Measles Vaccination Rates Plunge to Lowest Level in a Decade

Measles vaccination rates in England have dropped to the lowest in 10 years with more than one in 10 early-age children at risk of the disease, data has revealed.

The UK Health Security Agency (UKHSA) and the NHS have launched a campaign urging parents to ensure that children receive their measles vaccinations as well as mumps and rubella (MMR) jabs prior to beginning school.

Figures show that between July and September 2021, 88.6% of children in England were administered with their first MMR dose by the age of two with 88.5% receiving their second dose by the age of five. This is well below the 95% target recommended by the World Health Organisation (WHO) to prevent the re-emergence of the disease.

Health experts have warned that the spotlight on COVID-19 pandemic has meant that measles is now “waiting in the wings” to stage a comeback.

Measles is highly contagious and can cause serious illness including pneumonia and encephalitis (brain inflammation), and the disease also has the ability to damage the immune system which means that children can be more susceptible to other infections.

Vaccination defence

However, vaccination against this can build up significant defences and remove all these potential risks.
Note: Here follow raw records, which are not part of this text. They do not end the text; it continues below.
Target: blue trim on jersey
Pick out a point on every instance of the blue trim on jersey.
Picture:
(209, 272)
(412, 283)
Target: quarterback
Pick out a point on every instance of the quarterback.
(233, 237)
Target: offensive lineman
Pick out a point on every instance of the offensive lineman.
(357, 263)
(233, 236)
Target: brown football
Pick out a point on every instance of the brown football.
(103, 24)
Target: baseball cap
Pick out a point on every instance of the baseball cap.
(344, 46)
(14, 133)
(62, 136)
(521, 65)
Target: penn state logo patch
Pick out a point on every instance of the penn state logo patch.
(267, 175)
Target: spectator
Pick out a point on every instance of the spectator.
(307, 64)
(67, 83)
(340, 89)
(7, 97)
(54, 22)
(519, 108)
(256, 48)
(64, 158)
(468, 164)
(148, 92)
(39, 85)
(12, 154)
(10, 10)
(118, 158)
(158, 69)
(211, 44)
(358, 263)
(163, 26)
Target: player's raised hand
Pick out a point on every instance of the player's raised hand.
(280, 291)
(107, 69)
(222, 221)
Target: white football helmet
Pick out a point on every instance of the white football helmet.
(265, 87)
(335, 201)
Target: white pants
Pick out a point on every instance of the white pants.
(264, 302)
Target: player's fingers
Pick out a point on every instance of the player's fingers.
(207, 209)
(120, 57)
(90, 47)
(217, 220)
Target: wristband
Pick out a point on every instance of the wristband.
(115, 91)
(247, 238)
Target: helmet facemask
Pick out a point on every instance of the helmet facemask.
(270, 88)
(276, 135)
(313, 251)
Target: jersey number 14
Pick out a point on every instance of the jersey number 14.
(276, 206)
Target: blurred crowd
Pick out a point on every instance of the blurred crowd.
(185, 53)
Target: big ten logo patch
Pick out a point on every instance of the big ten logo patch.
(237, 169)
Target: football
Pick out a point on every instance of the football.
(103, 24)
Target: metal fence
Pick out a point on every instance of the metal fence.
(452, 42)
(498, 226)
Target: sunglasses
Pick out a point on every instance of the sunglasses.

Two doses of the MMR vaccine can provide 99% protection against measles and rubella and approximately 88% protection against mumps.

Since the vaccine was first introduced in 1968, it is gauged that around 20 million measles cases and 4,500 deaths have been prevented in the UK. However, fears have grown that the disease could circulate and spread.

The NHS have stated that they continue to prioritise routine vaccinations during the pandemic, but some parents have not vaccinated their children due to not realising that appointments were still being offered.

The MMR vaccine is free on the NHS after a child passes their first birthday and a second dose is offered just before they begin nursery.

‘Incredibly important’

Consultant epidemiologist at the UKHSA, Dr Vanessa Saliba, said: “The MMR vaccine offers the best protection from measles, mumps and rubella which is why we’re calling on parents and carers to make sure their children are up to date with their two doses.

“Even a small drop in vaccine coverage can have a big impact on population immunity levels and lead to outbreaks.

“I would urge parents to check if their children are up to date with their MMR vaccines and if not to get them booked in as soon as they are able. It’s never too late to catch up.”

Dr Nikki Kanani, GP and medical director for primary care at NHS England, said: “It is incredibly important that all parents and guardians ensure their child is up to date with their routine vaccinations, including MMR, as these vaccines give children crucial protection against serious and potentially deadly illnesses and stop outbreaks in the community.

“If your child has missed a vaccination, please contact your GP practice to book an appointment as soon as you can to make sure they have maximum protection against disease.”